Atari Inc. looks to go it alone

Atari Inc. is looking to sell off its logo and the rights to old videogame titles including Pong, Asteroids and Missile Command in a bid to break away from its troubled French parent company.

The storied video game company filed for bankruptcy protection with a New York court on Sunday, seeking to separate itself from the “financial encumbrances” of its Paris-based parent, Atari S.A.

The company said in a statement the move is necessary to secure investments it needs to grow in mobile and downloadable video games.

Atari S.A., meanwhile, filed its own bankruptcy papers in France on Monday.

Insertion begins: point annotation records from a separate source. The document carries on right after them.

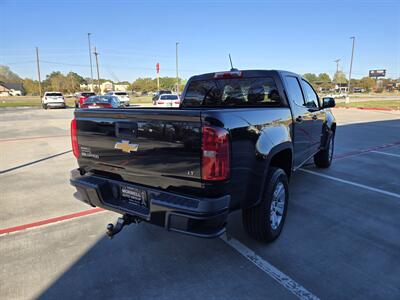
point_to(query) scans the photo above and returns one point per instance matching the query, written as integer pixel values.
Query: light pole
(351, 66)
(90, 59)
(38, 70)
(337, 70)
(177, 74)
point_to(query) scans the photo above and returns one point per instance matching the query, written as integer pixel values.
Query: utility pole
(337, 64)
(90, 59)
(158, 76)
(351, 63)
(38, 69)
(337, 69)
(97, 65)
(177, 74)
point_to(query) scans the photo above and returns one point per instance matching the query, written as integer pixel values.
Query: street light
(351, 66)
(90, 59)
(177, 74)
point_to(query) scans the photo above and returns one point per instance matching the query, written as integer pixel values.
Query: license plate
(134, 196)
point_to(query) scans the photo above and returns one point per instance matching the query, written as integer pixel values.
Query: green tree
(367, 83)
(311, 77)
(31, 87)
(339, 77)
(6, 75)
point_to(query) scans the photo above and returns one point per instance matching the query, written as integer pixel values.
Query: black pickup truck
(232, 144)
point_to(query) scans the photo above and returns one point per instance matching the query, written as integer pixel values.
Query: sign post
(377, 73)
(158, 75)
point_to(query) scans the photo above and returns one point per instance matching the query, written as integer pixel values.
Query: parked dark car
(81, 98)
(101, 102)
(232, 144)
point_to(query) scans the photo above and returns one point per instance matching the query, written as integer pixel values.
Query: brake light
(74, 138)
(231, 74)
(215, 164)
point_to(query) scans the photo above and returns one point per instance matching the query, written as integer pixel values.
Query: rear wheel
(323, 158)
(264, 222)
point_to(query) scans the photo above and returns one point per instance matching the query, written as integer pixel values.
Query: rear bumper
(201, 217)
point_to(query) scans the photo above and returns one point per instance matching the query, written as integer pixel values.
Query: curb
(368, 108)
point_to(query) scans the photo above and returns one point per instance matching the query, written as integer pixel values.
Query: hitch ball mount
(121, 222)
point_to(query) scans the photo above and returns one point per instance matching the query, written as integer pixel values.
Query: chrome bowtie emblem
(125, 146)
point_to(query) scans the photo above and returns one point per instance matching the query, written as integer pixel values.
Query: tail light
(215, 164)
(74, 138)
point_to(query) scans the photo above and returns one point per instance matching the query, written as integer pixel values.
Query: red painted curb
(51, 220)
(33, 138)
(352, 153)
(367, 108)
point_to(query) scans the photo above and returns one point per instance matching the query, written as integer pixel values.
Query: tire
(323, 159)
(264, 222)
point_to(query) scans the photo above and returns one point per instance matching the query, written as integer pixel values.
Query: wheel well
(283, 160)
(333, 127)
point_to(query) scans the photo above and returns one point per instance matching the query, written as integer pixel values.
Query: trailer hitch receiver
(121, 222)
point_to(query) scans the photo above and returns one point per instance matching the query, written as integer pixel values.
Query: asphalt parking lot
(341, 238)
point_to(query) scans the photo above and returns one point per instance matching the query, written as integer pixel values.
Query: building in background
(121, 87)
(11, 89)
(104, 87)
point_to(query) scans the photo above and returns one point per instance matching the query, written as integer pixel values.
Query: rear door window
(310, 95)
(294, 90)
(233, 92)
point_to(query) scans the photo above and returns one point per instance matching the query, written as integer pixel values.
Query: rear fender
(272, 140)
(328, 129)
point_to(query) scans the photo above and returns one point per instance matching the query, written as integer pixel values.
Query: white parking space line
(370, 188)
(385, 153)
(287, 282)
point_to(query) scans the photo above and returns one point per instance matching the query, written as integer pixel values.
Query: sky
(132, 36)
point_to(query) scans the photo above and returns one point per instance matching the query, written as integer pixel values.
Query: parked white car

The French company warned investors late last month it would see “significant losses” in 2013 following the end of a $28-million credit facility with London’s BlueRay Asset Management, which will expire on March 31.

CEO Jim Wilson said Monday the concurrent moves were the "best decision to protect the company and its shareholders."

The sell-off process in U.S. will "maximize the proceeds" going to shareholders, he added.

Though its glory days ended decades ago, U.S.-based Atari Inc. has recently enjoyed a turnaround following a move into digitally distributed and mobile games. In fiscal 2012, digital and licensing revenue both grew significantly and contributed 70 per cent of Atari S.A.’s revenue, while sales in bricks-and-mortar stores declined.

Atari recently released games for Apple and Android devices including Atari’s Greatest Hits, Outlaw and Breakout.

“Atari Inc. has shifted its business from traditional retail games to… mobile games and licensing,” the company said in a statement Monday. “It has become a growth engine for Atari S.A.”

In the early 1980s, the Atari brand dominated the then-nascent videogame industry on the strength of various arcade games, the Atari 2600 home system and a line of early generation desktop computers. But its fortunes soon faltered and through the ‘90s its dwindling assets were bought and sold by various companies until it landed with its current French parent, then known as Infogrames. It changed its name to Atari S.A. in 2008.

Atari Inc. said it will either restructure or sell off assets including its library of game titles and its distinct “Fuji” logo.